Добровольцы из местных помогали переносить тела в крематорий, все семьдесят четыре тела были зашиты в белые саваны. Священник произнес над ними католическую молитву, перед этим поинтересовавшись, какого вероисповедания были умершие. Я просто пожал плечами:
— Какая разница?
Он неожиданно легко со мной согласился:
— Действительно, никакой.
Его полное, круглое лицо на секунду расплылось в улыбке, потом он раскрыл библию где-то на том месте, где сказано было: «Призову вас к себе», что-то в этом духе. Хорошие слова, не помню их точно, мне тогда было как-то все равно. Доктор это депрессией назвал, он еще какими-то ругательствами медицинскими меня ругал, да только толку от этого было — ноль. Ничего мне не хотелось, я когда там, в холодильниках, понял, что остался один — так мне плохо стало, расскажи кому-нибудь — не поверят. Я, если бы мог, вообще не просыпался — такое состояние было. Я был, как кукла на ниточках, только вот ниточки порвались все, и всё — руки, ноги, голова — все обвисло, поднять некому, а сам — не смогу.

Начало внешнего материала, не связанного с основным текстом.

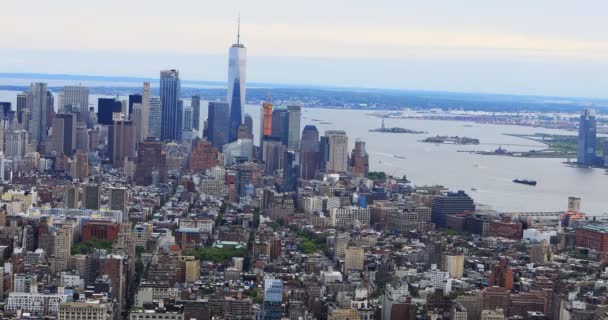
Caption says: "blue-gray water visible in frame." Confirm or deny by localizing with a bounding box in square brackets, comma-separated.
[0, 91, 608, 215]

Досидел я всю церемонию до конца, служитель вынес мне урну с прахом, размером — с бутылку вина, из керамики, молча мне в руки вложил. Я как эту урну в руках почувствовал — так у меня все внутри и оборвалось. Понял я, что дороги назад нет, что дома у меня нет, что Ривы у меня больше нет, что нет рядом братьев моих старших, что Марту я не увижу больше, что ничего у меня больше не осталось, всё имущество — вот оно — пепел в руках, а больше нет ничего. И так стало мне больно тогда, что завыл я, упал на колени да и завыл, урну к себе прижимая, так завыл, что слезы из глаз брызнули. Доктор с пола меня одной левой поднял, а я реву, остановится не могу, как фонтан прорвало, реву, заливаюсь, соплями исхожу. Так меня в лазарет и отвели — в руках урна с прахом, пальцы так в нее вцепились — не разжать и ломом. Доктор мне укол вкатал, рухнул я на кровать свою, да и отрубился, но урну из рук не выпустил. Она и теперь со мной, всегда...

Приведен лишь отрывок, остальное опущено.